Вот каковы эти племена австралийского материка, которым суждено, вероятно, когда-нибудь в будущем совершенно исчезнуть, как уже исчезли обитатели Тасмании. Таковы были и те индасы, во власть которых попали Джон Брэникен и Гарри Фельтон. По смерти матроса, Джону Брэникену и Гарри Фельтону пришлось следовать за индасами по центральным и северо-западным местностям. То в качестве нападающих, то в качестве обороняющихся, они неизменно оказывались победителями над врагами: благодаря советам пленников, которые успешно применялись Вилли на деле. Пройдены были сотни миль, от залива Короля до залива Ван-Димена, между долиной реки Фицрой и долиной реки Виктория до равнин земли Александра. Таким образом пришлось капитану Джону и его помощнику пройти по этим неведомым для географов местам, отмеченным белым пятном на современных картах в восточной части земли Тасмана, в земле Арнгейма и в области Великой Песчаной пустыни.
Эти бесконечные путешествия чрезвычайно утомляли их, но индасы относились к этому совершенно безразлично. Они привыкли к подобному образу жизни и не обращают внимания ни на расстояния, ни на время, о котором имеют весьма смутное представление. Действительно, указывая на какое-нибудь явление, которое должно произойти через пять или шесть месяцев, туземец говорит, что это осуществится через два-три дня или на будущей неделе. Его возраст неизвестен ему, как и время дня. Австралиец занимает как бы совершенно отдельное место на лестнице живых существ, почти такое же, как и некоторые животные его родины, Джону Брэникену и Гарри Фельтону пришлось приспособиться к подобным нравам. Им пришлось выносить все тягости, вызываемые ежедневными перемещениями. Им пришлось довольствоваться часто недостаточной и очень противной пищей.
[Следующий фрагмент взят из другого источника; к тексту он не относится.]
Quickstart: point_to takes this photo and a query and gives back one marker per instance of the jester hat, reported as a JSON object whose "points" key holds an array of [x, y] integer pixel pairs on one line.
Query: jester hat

Проявляя внешнее подчинение, капитан Джон и Гарри Фельтон решили усыпить бдительность дикарей с тем, чтобы бежать при первом же случае. Но за обоими пленниками был такой бдительный надзор, что случаи к побегу были чрезвычайно редки.
Однажды лишь, за год до экспедиции миссис Брэникен в Австралию, побег мог бы удаться, и вот при каких обстоятельствах.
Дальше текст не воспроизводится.